Ciguarayas and Double Standards

Image taken from “santeriareligion.net”

Regina is my friend from years ago. We finished primary school together and she went to the Camilitas, following the steps — and the marches — of her military father, but on her weekend passes we met and visited in her house or mine, went to the movies, the park, or wherever our parents and ages allowed us.

When we had secret boyfriends we went out with them together, and when they were allowed, we did the same. Over time we replaced the visits with phone calls, but we always had each other: a friendly voice who promised to come to our aid at the first sign of trouble.

Gina — as we affectionately call her “in the family” — is a highly skilled professional who managed to graduate with honors in a career in letters. But in the 1990s she left her job, because the meager salary the state paid her wasn’t enough, and at the height of the decade, after more than thirty years of the same government and the coming of the Special Period, the excessive politicization seemed stale, and the buses felt like cages used to transport livestock.

She began “to fight” clandestinely with the family car — transporting people in the city for 10 or 20  pesos each — eventually changing the route to avoid attracting the attention of the police. One day she thought it would be better to open a small business in the name of her retired mother, because she, being a college graduate, would not be given a license.
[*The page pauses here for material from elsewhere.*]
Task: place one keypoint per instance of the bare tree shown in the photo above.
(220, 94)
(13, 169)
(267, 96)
They cut through the fence and put a counter on the sidewalk. Her mother was the visible face and she the rearguard in the kitchen performing gastronomic diligence. She became an excellent collaborator of the opposition organization to which she belonged, but was unwilling to commit herself too far, and to risk her affiliation with the mass organizations, “just in case.”

A few years later, her husband joined to a joint venture in Cuba and became a top executive. I called because I hadn’t heard from them recently, and learned from a stranger that they had moved. Due to the economic solvency they now enjoyed, they “resolved*” an exchange of money for a residence in Miramar.

I called their new telephone number and her treatment was not cordial. She spoke to me briefly of banal topics and that she had to prune some plants on the patio that she didn’t like. she gave me their home address reluctantly, and told me they spent little time there, because she had started to work in the same foreign firm as her spouse.

On Sunday I called and she barely talked to me. The told me she was busy seeing to the garden who had been contracted to fix the yard and cut the plants they didn’t like. It turned out they were ciguarayas. As I know they’re atheists, I asked if they have had already been removed and she told me no, they were leaving them there “just in case.”

Ciguaraya: meliaceous plant used in medicine and industry. People in the religions of African origin such as the Rule of Ocha and Palo Monte, also attribute magical powers to it, and assert that to cut it, you have to ask permission from the Orishas.

*Translator’s note: “Resolve” is the verb Cubans use to describe the daily activities of survival.